Fig. 4.. TEVG stenosis spontaneously reverses in an ovine model.

(A) Serial angiographic images of a representative ovine TEVG 1 week, 6 weeks, 6 months, and 1 year after implantation. Anastomoses are identified with white arrowheads, and the TEVG is identified by a white dotted outline. White arrow indicates direction of blood flow. (B) Image reconstructions of serial IVUS and angiographic measurements of luminal area, wall thickness, and length of the TEVG, confirming the development of stenosis at 6 weeks but spontaneous resolution by 6 months after implantation. White arrow indicates direction of blood flow. When based on lamb data, the model simulations (solid lines) for the midgraft (C) luminal diameter and (D) wall thickness fit well the hydraulic diameters calculated from the IVUS measurements (symbols) over the 1-year study. Ovine IVUS measurements are represented as means ± SD (n = 22 at 1 week, n = 22 at 6 weeks, n = 20 at 6 months, n = 15 at 1 year).

Fig. 5.. Stenosis arises from excessive inflammation-driven neotissue formation.

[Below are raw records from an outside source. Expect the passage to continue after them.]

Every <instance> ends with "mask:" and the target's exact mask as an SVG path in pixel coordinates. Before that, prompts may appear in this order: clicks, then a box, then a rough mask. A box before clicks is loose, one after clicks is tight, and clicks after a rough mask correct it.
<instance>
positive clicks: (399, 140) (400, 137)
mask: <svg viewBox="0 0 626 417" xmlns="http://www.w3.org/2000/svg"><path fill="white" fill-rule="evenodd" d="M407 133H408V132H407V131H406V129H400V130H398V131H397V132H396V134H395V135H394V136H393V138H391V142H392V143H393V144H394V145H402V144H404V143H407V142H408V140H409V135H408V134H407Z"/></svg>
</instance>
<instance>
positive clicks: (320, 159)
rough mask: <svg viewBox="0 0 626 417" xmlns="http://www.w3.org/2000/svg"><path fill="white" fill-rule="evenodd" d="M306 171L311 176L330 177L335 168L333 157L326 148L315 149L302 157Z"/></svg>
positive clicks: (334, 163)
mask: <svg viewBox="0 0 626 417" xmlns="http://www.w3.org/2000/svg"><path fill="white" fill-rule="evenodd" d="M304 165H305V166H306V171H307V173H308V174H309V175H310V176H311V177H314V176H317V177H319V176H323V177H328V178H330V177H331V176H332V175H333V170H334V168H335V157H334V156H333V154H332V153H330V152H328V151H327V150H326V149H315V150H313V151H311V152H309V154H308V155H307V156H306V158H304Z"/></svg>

(A) Low-magnification images of hematoxylin and eosin (H&E) staining confirm findings from the in vivo imaging that stenosis results from the formation of neotissue on the inner surface of the scaffold and within the wall, causing wall thickening and luminal narrowing. Green solid lines indicate the neovessel lumen, blue dotted lines indicate luminal neotissue formation, and solid blue lines indicate the abluminal surface of the scaffold. Scale bar, 2.0 mm. (B) Quantitative histological analysis of wall thickness and (C) model simulations of TEVG wall thickness over time (one-way ANOVA with Tukey’s post hoc multiple comparisons test, α = 0.05, *P < 0.05). (D) Staining for αSMA expression. Solid green lines indicate the luminal border of the neovessel. Scale bar, 40 μm. (E) Quantifications of αSMA⁺ area within the vascular neotissue over time and (F) model predictions of smooth muscle cell density (one-way ANOVA with Tukey’s post hoc multiple comparisons test, α = 0.05, *P < 0.05). (G) Staining for CD68⁺ macrophages and (H) quantification (one-way ANOVA with Tukey’s post hoc multiple comparisons test, α = 0.05, *P < 0.05). Remaining scaffold polymer at 6 weeks is outlined in black. (I) Computational model predictions of inflammatory cell density. Plotted data represent means ± SEM (n = 1 at 1 week, n = 2 at 6 weeks, n = 4 at 6 months, n = 2 at 1 year).

Fig. 6.. Extracellular matrix production and remodeling, scaffold degradation, and mechanical properties of the neovessel are consistent with model predictions.

(A) Polarized light images (25×) of PSR-stained transverse sections of the mid-TEVG 1 week, 6 weeks, 6 months, and 1 year after implantation (clockwise). Scale bar, 1.0 mm. White insets highlight 200× polarized light images of the birefringent polymeric scaffold apparent at 1 and 6 weeks, which is subsequently replaced by increasingly thick and aligned collagen fibers at 6 months and 1 year. Scale bar, 40 μm. (B) Quantification of total collagen area fraction from the PSR stain over time compared to the native IVC (one-way ANOVA with Tukey’s multiple comparisons test, α = 0.05, **P < 0.005, ***P < 0.0005, and ****P < 0.0001; plot represents means ± SEM; n = 1 at 1 week, n = 2 at 6 weeks, n = 4 at 6 months, n = 2 at 1 year). (C) Ratio of thick-to-thin collagen fibers in the TEVG over time compared to the native IVC (means ± SEM). n = 1 at 1 week, n = 2 at 6 weeks, n = 4 at 6 months, n = 2 at 1 year. (D) Experimental measurements of the mechanical behavior of the TEVG in response to in vitro pressurization after 1.5 years of development in vivo (symbols represent means ± SD); predicted values from the computational model are shown with a solid line. (E) Predicted graft compliance over 2 to 3 mmHg through 2 years of simulated neovessel development (solid line); the experimentally measured compliance at 18 months is shown by symbol representing mean ± SD.

Fig. 7.. Potential clinical case of reversible TEVG stenosis.

(A) CT images of the TEVG (outer wall outlined with white dots and lumen outlined with yellow dots) from patient 13 from the Japanese trial demonstrating wall thickening and luminal narrowing that presented during the first year after implantation and (B) resolved over the course of several months after treatment with oral anticoagulation (15).